Sonra konuşmaya devam etmiştim." Evet masum değiliz. Evet benim abim olmanı istemiyorum Senin geçen dediğin gibi ayıp şeyler yapıyorum. Kendime yakışmayan şeyler..." sıcak nefeslerimiz dudaklarımızın arasından çıkıp birbirimizin nefesine karışırken biraz ona yaklaşıp başımı onun yüzüne doğru yaklaştırmıştım.

Burnumu onun burnuna doğru yaklaştırıp hafifçe dokundurup onun gözlerine bakmıştım. Peki biz neydik? Onu bağlayan bir şey olunca bu saçma fikirlerini bırakacak mıydı?Duygularımı serbest bırakmıştım. İkimizde de garip bir şey vardı. Bu yakınlaşmaları bence ikimizde seviyorduk.İkimizde birbirimize müsaade ediyorduk.Birbirimize karşı çıkmıyorduk.Bazen birbirimizden kaçıyorduk. Bazen sadece öylece birbirimizi izliyorduk.Biraz daha dudaklarımı ona yakınlaştırmıştım.Sadece onun duygularından emin olamıyordum. Ama kendi duygularımdan gayet emindim.
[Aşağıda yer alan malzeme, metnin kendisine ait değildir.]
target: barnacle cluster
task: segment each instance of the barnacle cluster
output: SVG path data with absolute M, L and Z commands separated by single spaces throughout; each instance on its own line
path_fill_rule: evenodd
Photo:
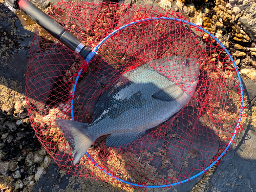
M 0 88 L 1 189 L 31 191 L 51 159 L 30 125 L 25 96 L 4 86 Z

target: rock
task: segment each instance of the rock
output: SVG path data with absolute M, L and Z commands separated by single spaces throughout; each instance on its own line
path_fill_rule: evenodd
M 236 57 L 243 57 L 244 56 L 246 55 L 246 53 L 245 53 L 245 52 L 243 52 L 242 51 L 236 51 L 236 53 L 233 53 L 232 55 Z
M 250 79 L 256 81 L 256 70 L 253 69 L 244 68 L 240 70 L 240 73 L 247 76 Z
M 11 172 L 14 172 L 19 168 L 18 162 L 16 161 L 10 161 L 9 164 L 9 169 Z
M 41 155 L 39 155 L 38 153 L 36 153 L 33 162 L 35 163 L 37 163 L 42 161 L 42 159 L 43 157 Z
M 36 4 L 39 7 L 43 9 L 46 9 L 50 6 L 50 1 L 44 0 L 31 0 L 31 1 Z
M 40 178 L 40 177 L 41 177 L 41 176 L 44 173 L 44 170 L 45 167 L 40 167 L 37 169 L 37 171 L 35 175 L 35 180 L 36 182 L 38 180 L 39 178 Z
M 6 175 L 9 171 L 9 164 L 8 161 L 2 162 L 0 163 L 0 174 L 3 175 Z
M 226 10 L 231 9 L 232 8 L 232 5 L 230 3 L 227 3 L 227 5 L 226 5 L 225 8 Z
M 254 1 L 244 0 L 243 4 L 238 6 L 243 11 L 243 14 L 238 20 L 245 31 L 253 40 L 256 40 L 256 2 Z
M 242 63 L 244 63 L 246 65 L 249 65 L 251 63 L 251 59 L 249 55 L 246 55 L 246 57 L 242 60 Z
M 15 123 L 13 122 L 6 121 L 4 123 L 4 127 L 5 129 L 9 129 L 11 132 L 14 132 L 17 129 Z
M 252 55 L 256 56 L 256 48 L 249 48 L 249 50 Z
M 239 13 L 240 13 L 240 12 L 241 12 L 241 9 L 239 7 L 237 6 L 233 7 L 233 9 L 232 9 L 232 14 L 233 14 L 234 15 L 237 15 Z
M 217 27 L 219 28 L 221 28 L 223 27 L 223 25 L 221 24 L 220 22 L 217 22 L 215 23 L 215 25 L 216 25 Z
M 13 113 L 14 108 L 12 105 L 3 104 L 2 106 L 2 111 L 4 114 L 7 115 L 12 115 Z
M 22 177 L 20 174 L 19 173 L 19 170 L 17 170 L 16 172 L 12 174 L 12 176 L 14 179 L 19 179 Z
M 238 50 L 245 50 L 245 48 L 239 44 L 234 44 L 234 48 Z
M 245 88 L 245 93 L 250 102 L 256 97 L 256 82 L 250 79 L 243 78 L 243 86 Z

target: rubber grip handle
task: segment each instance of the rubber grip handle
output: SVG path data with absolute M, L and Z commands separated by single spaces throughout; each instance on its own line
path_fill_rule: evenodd
M 18 2 L 20 11 L 25 13 L 35 23 L 42 27 L 50 34 L 69 47 L 79 53 L 83 58 L 91 51 L 91 49 L 75 37 L 59 24 L 37 8 L 28 0 Z

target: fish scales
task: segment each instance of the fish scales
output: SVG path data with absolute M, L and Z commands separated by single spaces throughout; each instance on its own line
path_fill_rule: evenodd
M 144 64 L 123 74 L 102 93 L 92 122 L 56 119 L 72 148 L 73 163 L 102 135 L 111 134 L 107 146 L 128 144 L 181 110 L 195 92 L 200 67 L 197 61 L 170 57 Z

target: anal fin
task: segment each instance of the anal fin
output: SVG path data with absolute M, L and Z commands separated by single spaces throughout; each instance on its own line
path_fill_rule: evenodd
M 119 146 L 132 143 L 144 136 L 145 131 L 125 134 L 112 134 L 106 139 L 106 146 L 109 147 Z

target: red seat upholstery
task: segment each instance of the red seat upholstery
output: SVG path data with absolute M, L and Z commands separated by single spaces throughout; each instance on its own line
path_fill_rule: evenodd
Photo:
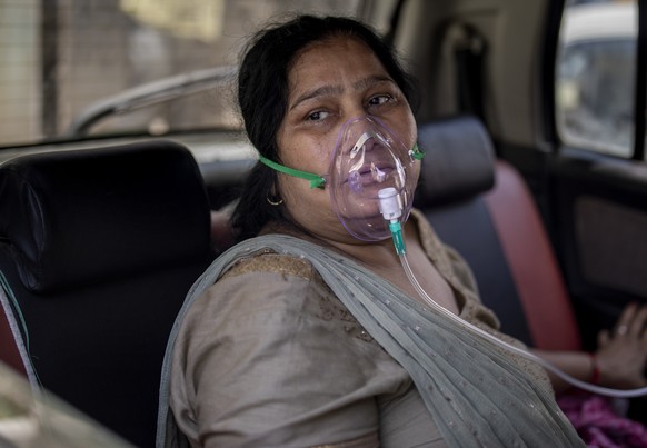
M 416 197 L 440 238 L 476 276 L 501 329 L 541 349 L 578 349 L 579 330 L 557 259 L 529 190 L 496 160 L 480 121 L 458 117 L 419 127 L 426 152 Z

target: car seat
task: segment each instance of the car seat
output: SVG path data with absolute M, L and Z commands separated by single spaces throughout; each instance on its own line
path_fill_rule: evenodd
M 497 160 L 474 117 L 422 123 L 415 205 L 467 260 L 501 330 L 531 347 L 577 350 L 577 321 L 546 229 L 524 179 Z
M 169 141 L 0 166 L 0 356 L 136 446 L 155 445 L 167 338 L 212 260 L 192 155 Z

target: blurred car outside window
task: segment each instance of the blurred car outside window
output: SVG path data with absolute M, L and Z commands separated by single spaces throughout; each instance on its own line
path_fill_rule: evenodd
M 365 0 L 0 2 L 0 146 L 60 138 L 90 104 L 180 73 L 236 66 L 263 23 L 359 17 Z M 232 77 L 233 78 L 233 77 Z M 91 135 L 240 129 L 231 83 L 111 115 Z
M 561 141 L 629 158 L 638 6 L 567 1 L 556 63 L 556 116 Z

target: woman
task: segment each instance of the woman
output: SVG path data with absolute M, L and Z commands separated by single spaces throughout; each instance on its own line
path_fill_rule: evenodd
M 239 77 L 261 162 L 235 212 L 243 241 L 178 319 L 159 445 L 583 446 L 540 367 L 448 318 L 518 344 L 407 220 L 419 152 L 389 48 L 356 21 L 300 17 L 259 33 Z

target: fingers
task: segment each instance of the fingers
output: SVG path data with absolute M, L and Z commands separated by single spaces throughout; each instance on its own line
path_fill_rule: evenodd
M 611 341 L 611 332 L 609 330 L 600 330 L 598 332 L 598 347 L 606 347 Z
M 620 318 L 616 322 L 616 328 L 614 330 L 615 336 L 625 336 L 627 335 L 627 332 L 629 332 L 629 328 L 631 328 L 636 312 L 637 312 L 636 303 L 629 303 L 625 307 L 623 313 L 620 315 Z
M 647 321 L 647 307 L 638 307 L 636 303 L 629 303 L 623 310 L 614 333 L 616 337 L 631 335 L 634 337 L 643 336 L 645 322 Z

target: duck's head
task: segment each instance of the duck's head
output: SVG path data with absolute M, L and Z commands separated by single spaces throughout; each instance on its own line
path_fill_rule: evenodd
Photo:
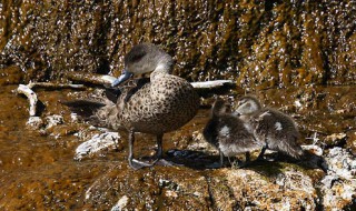
M 122 74 L 111 86 L 117 87 L 134 76 L 152 71 L 171 73 L 172 63 L 172 58 L 155 44 L 137 44 L 125 56 Z
M 237 109 L 235 115 L 253 114 L 261 109 L 261 105 L 257 98 L 253 96 L 245 96 L 237 101 Z

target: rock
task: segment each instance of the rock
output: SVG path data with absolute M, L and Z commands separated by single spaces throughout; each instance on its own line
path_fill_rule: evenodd
M 53 114 L 44 118 L 46 120 L 46 130 L 52 129 L 55 125 L 63 123 L 63 117 Z
M 121 211 L 129 201 L 129 198 L 127 195 L 123 195 L 112 208 L 111 211 Z
M 43 120 L 40 117 L 30 117 L 26 125 L 31 130 L 39 130 L 43 127 Z
M 356 203 L 356 160 L 342 148 L 333 148 L 326 154 L 329 171 L 322 180 L 323 207 L 326 210 L 344 210 Z
M 95 134 L 89 141 L 78 145 L 76 149 L 75 160 L 82 160 L 86 157 L 92 157 L 95 153 L 112 148 L 118 144 L 120 140 L 118 132 L 105 132 Z
M 340 132 L 340 133 L 333 133 L 330 135 L 327 135 L 325 138 L 325 143 L 327 145 L 340 145 L 342 142 L 346 140 L 346 133 Z
M 253 170 L 220 171 L 210 193 L 218 210 L 315 210 L 317 192 L 308 175 L 295 170 L 268 177 Z M 220 179 L 218 179 L 220 178 Z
" Bu kalbime iyi geliyorsun Efecan. Bu bedenime iyi geliyorsun. Ben hastayım Efecan. Hatta deli olmalıyım. İlaca ihtiyacım var. Yalnızlığımı geçirecek o ilacı bana verir misin? Bir şeye deli gibi bağlanmak istiyorum. O ilaca bağımlı olmak istiyorum.Sabah akşam ya da günde beş altı yedi defa fark etmez... " Her şey durmuş yine sıcak nefeslerimiz birbirine karışırken sadece ikimiz vardık. O uzanıp yanağıma bir öpücük kondurduğunda bir adım daha yaklaşmıştı. O an nefesimi tutmuştum.Sonra burnumun üzerine dudaklarını dokundurmuştu. Bugün Efecan da bir farklıydı. Benden uzaklaşıp gitmemişti.Kendini frenlememişti. Dudaklarıma çok yakın bir yere dudaklarını bastırdığında ellerini boynuma doğru yavaşça kaydırmıştı.Kalbimin sesinden başka bir ses duymuyordum. Sadece o ve ben vardık.Her dokunuşu keskin bir arzu şeklinde karnıma saplanıyordu. İlacı yavaş yavaş salıyordu kanıma sanki. Zehirleniyordum.Yoksa gerçekten bana bağlılık yapacak o ilacı verecek miydi? Dudaklarını sürterek dudaklarımın üzerine getirdiğinde bayılacakmış gibi hissetmiştim.Yıllardır beklediğim o an şimdi gerçekleşiyordu. Gözlerim sonuna kadar açılmıştı. Beni mi öpüyordu gerçekten? Dudaklarını hemen geri çekip gözleri tüm suratımda gezdirirken " Kahretsin çok güzelsin. Dupduru... Günde kaç defa ihtiyacın var bu ilaca?" fısıltısı ruhumu titretmişti.Kaşlarını çatmış kendiyle mücadele veriyordu dudaklarıma bakarken. Dudaklarım keyifle kıvrılmıştı. Elinin tersiyle yüzüme dokunurken beni keşfetmeye çalışıyordu.